Someone told me over the weekend that an anti-beef argument considers if it’s in an animal’s best interest to exist or not exist. Others claim the absurdity of endowing the idea of best interest onto a cow. But I’m willing to posit the idea of a cow’s best interest.
Suppose there’s a farm where cows are not subject to factory farm practices, where cows spend their days grazing, hanging out, and suntanning. A cow’s best interest would probably be to stay on this farm. A farmer’s goal is to make their cattle as healthy as possible. An open-range farm has vast expanses of land, cattle feed regularly (sometimes abundantly), veterinary medicine is highly sophisticated and cows are well-protected. Cows and calves especially don’t fare well against coyotes. Cattle live even better than some humans do in this city. But should we kill cows?
An interesting documentary called Cowspiracy claims that the widespread industrial farming of cattle is the leading cause of global warming, water depletion and deforestation. I’ll posit their research. If cows are such a threat to environmental stability, according to humans’ best interest, we should get rid of a lot of cows. So then, once we kill a great many, should we let them go to waste or eat them as quickly as possible? Although this voracious behaviour might be interpreted as an increase in demand (because economists can be silly sometimes), I’ll take the latter.
It might be a good thing to kill cows on a mass scale. But back to the principle — is it in the animal’s best interest to exist or not? Cows in their old age can acquire a number of diseases and suffer, but of course, medicine takes care of that. The anti-beefs are actually right about this — I think it is in a cow’s best interest to live into old age because their luxurious lifestyle is preferable to non-existence.
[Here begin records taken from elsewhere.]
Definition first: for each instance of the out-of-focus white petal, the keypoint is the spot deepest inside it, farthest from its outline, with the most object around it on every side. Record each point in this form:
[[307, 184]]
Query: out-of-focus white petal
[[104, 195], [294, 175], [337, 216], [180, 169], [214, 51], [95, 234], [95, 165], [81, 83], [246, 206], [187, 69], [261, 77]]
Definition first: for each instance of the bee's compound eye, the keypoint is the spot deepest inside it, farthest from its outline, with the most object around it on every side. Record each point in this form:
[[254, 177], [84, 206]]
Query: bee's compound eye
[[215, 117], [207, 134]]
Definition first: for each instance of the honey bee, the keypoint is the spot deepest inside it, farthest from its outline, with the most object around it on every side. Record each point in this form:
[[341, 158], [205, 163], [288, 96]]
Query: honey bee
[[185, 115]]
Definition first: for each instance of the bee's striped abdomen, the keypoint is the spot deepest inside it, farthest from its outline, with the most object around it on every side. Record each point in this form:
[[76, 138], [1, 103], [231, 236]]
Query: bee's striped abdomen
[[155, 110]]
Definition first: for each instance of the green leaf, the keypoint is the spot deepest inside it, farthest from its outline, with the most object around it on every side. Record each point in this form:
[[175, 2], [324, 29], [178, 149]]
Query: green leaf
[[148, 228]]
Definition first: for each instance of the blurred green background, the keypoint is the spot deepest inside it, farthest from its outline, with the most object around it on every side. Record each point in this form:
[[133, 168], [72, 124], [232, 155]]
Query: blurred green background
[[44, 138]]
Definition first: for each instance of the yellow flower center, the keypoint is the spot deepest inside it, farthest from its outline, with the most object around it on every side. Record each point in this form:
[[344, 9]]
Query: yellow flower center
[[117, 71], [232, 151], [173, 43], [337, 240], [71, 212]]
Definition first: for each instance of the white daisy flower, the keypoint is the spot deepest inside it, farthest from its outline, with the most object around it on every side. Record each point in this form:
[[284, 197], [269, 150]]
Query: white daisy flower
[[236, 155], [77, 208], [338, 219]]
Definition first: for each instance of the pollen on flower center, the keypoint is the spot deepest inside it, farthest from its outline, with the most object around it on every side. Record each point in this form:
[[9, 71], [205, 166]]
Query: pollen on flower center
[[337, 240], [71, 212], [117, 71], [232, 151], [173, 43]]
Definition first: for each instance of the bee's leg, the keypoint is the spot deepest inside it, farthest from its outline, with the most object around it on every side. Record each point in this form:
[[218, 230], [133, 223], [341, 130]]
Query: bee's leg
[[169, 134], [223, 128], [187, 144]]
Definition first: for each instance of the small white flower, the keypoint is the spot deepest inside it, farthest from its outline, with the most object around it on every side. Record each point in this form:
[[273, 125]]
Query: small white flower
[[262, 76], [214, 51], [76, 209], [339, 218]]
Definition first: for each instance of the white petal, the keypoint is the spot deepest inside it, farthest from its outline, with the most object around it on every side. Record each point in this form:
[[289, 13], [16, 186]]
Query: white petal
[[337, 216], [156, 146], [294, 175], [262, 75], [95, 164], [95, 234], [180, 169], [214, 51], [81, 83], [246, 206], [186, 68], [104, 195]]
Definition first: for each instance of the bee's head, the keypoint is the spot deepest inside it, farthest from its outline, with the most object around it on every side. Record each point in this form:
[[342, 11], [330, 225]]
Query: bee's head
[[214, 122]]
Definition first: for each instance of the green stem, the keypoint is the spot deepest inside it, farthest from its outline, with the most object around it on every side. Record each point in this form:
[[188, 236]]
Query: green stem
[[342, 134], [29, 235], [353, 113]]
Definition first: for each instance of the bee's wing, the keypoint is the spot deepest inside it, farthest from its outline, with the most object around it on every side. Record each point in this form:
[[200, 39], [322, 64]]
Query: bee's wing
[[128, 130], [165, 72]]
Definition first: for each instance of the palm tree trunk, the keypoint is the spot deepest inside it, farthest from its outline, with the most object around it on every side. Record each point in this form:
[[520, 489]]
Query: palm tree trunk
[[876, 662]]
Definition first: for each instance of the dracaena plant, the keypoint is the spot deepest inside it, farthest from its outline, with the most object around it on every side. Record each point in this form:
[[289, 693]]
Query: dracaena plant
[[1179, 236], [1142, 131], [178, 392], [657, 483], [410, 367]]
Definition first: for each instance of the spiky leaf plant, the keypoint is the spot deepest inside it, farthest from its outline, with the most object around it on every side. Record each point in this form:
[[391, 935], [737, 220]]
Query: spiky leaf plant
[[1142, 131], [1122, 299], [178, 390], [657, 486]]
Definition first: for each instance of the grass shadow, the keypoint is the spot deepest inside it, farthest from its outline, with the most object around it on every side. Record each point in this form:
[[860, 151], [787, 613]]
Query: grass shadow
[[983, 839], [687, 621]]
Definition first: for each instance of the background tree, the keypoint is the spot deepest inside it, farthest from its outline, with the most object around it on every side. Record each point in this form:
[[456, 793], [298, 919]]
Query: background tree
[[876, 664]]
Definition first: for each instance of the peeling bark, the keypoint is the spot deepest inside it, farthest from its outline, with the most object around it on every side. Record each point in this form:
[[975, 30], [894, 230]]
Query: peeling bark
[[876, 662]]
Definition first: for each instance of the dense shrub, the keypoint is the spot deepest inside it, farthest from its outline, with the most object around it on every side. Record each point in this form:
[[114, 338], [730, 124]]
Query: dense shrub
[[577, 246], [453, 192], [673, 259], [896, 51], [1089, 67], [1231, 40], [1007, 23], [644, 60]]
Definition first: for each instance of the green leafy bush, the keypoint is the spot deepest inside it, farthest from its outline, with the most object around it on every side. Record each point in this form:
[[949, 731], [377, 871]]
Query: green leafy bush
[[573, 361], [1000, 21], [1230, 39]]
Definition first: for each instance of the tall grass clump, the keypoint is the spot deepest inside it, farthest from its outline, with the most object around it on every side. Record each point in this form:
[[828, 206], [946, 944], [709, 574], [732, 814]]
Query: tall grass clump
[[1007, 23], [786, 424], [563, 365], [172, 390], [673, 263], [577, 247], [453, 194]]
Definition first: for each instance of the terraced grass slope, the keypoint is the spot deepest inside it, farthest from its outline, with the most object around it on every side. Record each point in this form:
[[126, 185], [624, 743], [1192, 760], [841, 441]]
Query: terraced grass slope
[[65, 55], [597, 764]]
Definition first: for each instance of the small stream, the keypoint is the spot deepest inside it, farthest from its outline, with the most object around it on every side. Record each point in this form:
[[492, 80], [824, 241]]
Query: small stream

But is it in humans’ best interest to seriously consider the cow’s best interest? Is it in a cow’s best interest to consider humans’ best interest?
I almost forgot about the cultural aspect of cattle (Alberta beef), the economy, the nutritional value and the taste. The taste.
Meh.
Allow me to toll the cow bells.
Goodnight Betsy.
She even won’t know what hit her.
Unfortunately I would argue that most farmer’s main goal is not to make their cattle as healthy as possible but instead to make the most money possible.